The Seamstress Sisters Stewart
In the Hawkesbury district, travelling west along the Bells Line of Road near Bilpin, a road on the right leads to the very small locality of Mountain Lagoon,14kms away.
This small locality was the home of the Stewart sisters, Myra and Ivy. Their father and grandfather were pioneers in the area and also in the fruit growing industry in the Hawkesbury region. The property where they lived was named “St Anne’s”.
The sisters, although born four years apart, were very close to each other, both had a great talent working with needles. Being very adept at making, mending and altering clothing back in the day during the very early 1900s right up to the early 1970s.
Throughout that time, they had lived through two World Wars and the Great Depression seeing and experiencing much hardship and suffering and therefore became very frugal and often recycled material and trimmings and even scraps such as calico from used flour bags.
During the Peace celebrations held to celebrate the end of World War 1 at Richmond in 1918, Myra and Ivy travelled by horse and cart from Mountain Lagoon to a friend’s home in Windsor Street, Richmond, a distance of some 42kms.
The friend’s home was located where the Aldi supermarket now stands. After arriving during the afternoon and the partaking of refreshments and a short rest, the sisters changed into frocks that they had made themselves and attended the Peace Ball with a group of friends.
Naturally, as it was late and therefore dark, at the end of the ball, it was much too dangerous to travel back up the Bells Line of Road towards Mountain Lagoon, so they stayed overnight in Richmond electing to travel home the following morning.
During the 1920s there was a great change in fashion as the “Roaring Twenties” saw with the relaxation of the restrictions of the Victorian ideas of propriety. Society became more lenient, with great changes that came in music, dance and fashion.
It was during the 1930s depression that the sisters showed their frugality in recycling. They would recycle decorative trimmings from one article of clothing to another as well as using scraps of material and clothing to patch such items as men’s calico work shirts or night attire. It was not only everyday events that they prepared items of clothing for but also for such occasions as deaths or funerals with the creation of mourning outfits for both males and females.

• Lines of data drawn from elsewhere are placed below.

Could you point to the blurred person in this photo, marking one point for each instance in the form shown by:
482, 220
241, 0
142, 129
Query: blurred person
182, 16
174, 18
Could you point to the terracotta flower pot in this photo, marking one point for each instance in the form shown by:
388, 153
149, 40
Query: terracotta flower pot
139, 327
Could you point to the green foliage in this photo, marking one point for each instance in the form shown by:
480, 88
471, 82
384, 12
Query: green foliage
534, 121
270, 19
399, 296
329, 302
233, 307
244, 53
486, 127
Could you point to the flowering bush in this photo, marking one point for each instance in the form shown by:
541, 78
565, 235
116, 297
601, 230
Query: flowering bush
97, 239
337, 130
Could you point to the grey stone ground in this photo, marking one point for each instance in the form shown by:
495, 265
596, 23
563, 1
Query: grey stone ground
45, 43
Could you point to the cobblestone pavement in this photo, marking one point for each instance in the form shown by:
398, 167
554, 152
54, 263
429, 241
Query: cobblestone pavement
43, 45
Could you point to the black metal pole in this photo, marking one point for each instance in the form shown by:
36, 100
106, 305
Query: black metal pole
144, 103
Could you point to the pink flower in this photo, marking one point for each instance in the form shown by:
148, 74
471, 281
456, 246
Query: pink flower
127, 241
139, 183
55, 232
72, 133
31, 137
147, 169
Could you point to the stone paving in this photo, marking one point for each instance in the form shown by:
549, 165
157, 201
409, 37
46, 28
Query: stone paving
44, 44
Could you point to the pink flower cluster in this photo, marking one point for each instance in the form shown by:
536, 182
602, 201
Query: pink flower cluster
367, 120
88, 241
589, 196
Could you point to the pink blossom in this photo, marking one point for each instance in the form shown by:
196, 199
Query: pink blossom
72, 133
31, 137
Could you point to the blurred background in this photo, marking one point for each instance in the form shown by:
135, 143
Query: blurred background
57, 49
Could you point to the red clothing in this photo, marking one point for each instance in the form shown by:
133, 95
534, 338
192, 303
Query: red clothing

During their early days the two sisters would often work by the light of kerosene lamps. As there were no such distractions as television or the internet. They would pass the time of day and evening with crochet, sewing and knitting everything from baby clothes to men’s waistcoats. They would travel into town once a month to deliver their wares.
After the death of their father, the girls and their mother moved from Mountain Lagoon to Chapel St, Richmond, and from there they began creating garments and accessories for the major Sydney department stores of David Jones and Farmers. They also sewed for the popular Richmond haberdashery called “The Patsy” so named after the old steam train that travelled through Richmond as far as Kurrajong until the Richmond-Kurrajong line was closed.
The girls, who had never married, brought uniqueness and beauty to their hand made clothing and accessories. Ivy Stewart passed away in 1976, whilst Myra Stewart developed Alzheimer’s disease and lived in a nursing home until her passing in 1978.
A collection of clothing and accessories known as “the Misses Stewart Collection” was donated to the Hawkesbury Historical Society and Regional Museum by Mrs Mary Avern over a period of three decades beginning in 1981. Mrs Avern was a long-time friend of the sisters and much of the above story has come from her recollections.